Braid è un progetto nato indie, diventato mainstream a suo modo. Penso che sia stato il primo gioco indipendente in grado di affermarsi come tale tra il grande pubblico. In poco più di qualche ora riesce ad offrire un'esperienza totalmente diversa da quella che il mercato di massa ci abitua a fare. La logica contro l'abilità, la calma contro frenesia, abbracciare linee di pensiero diverse da ciò che lo schermo ci offre. Braid decompone il proprio genere a piacimento, cita Super Mario non come modello da seguire, ma da sfidare e sopraffarre. Il gioco si compone di 6 mondi che racchiudono una logica di gioco con scalarità. Singolarmente il giocatore inizia dal mondo 2, illogico all'apparenza ma pienamente in tema con la storia di Tim. Questo buffo personaggio in giacca e cravatta è il desiderio di riparare ai propri errori in maniera costruttiva. L'esplorazione dei mondi ci fa capire gli errori commessi nel proprio passato e alla fine nel mondo 1 abbiamo la possibilità di poter rimediare. Purtroppo non è così facile, lasciando il giocatore in una nube di domande e di supposizioni, il gioco dimostra ancora una volta di volersi prendere gioco della logica per trasmette messaggi, esperienze di vita.
 Braid non sarebbe lui senza la propria colonna sonora composta da appena 8 tracce che si intrecciano con la trama, rifiniscono i fondali di gioco e trasportano il giocatore con melodie prettamente strumentali, classiche, rilassanti, appaganti, perfette in ogni loro parte.

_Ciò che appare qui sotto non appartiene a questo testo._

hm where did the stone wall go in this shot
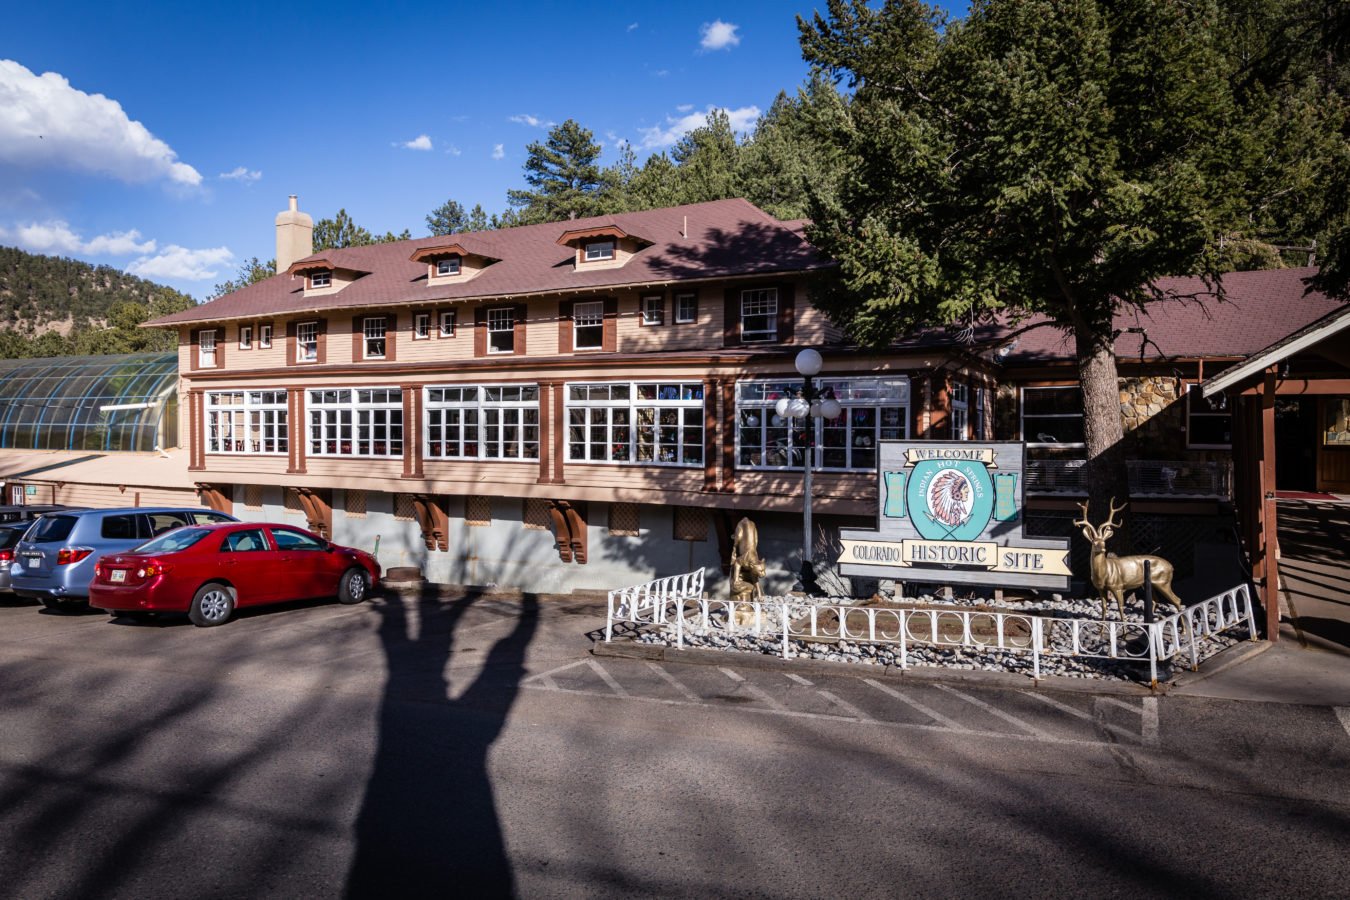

Scelte appositamente per funzionare perfettamente con le varie abilità che i mondi ci concedono: il reverse temporale, la capacità di scandire il tempo con i propri passi e l'anello che rallenta il tempo. Il gioco si basa su queste ed altre abilità che contraddistinguono i vari mondi, che li caratterizzano e che influenzano la capacità di catturare i tasselli del proprio puzzle. Tim infatti non potrà avere la sua seconda possibilità se non raccoglierà tutti i tasselli, se non farà pienamente luce sui quadri della propria vita e del proprio essere. La favola di Tim in realtà cela qualcosa di oscuro e misterioso, ce lo mostra subito con la prima schermata di gioco dove viene rappresentata una città in fiamme, ma ce lo riconferma nell'epilogo del gioco dove finalmente riusciamo a far luce sui sottotesti del gioco e dove compare una citazione che sconvolse il nostro mondo come mai era successo: Now we are all sons of bitches.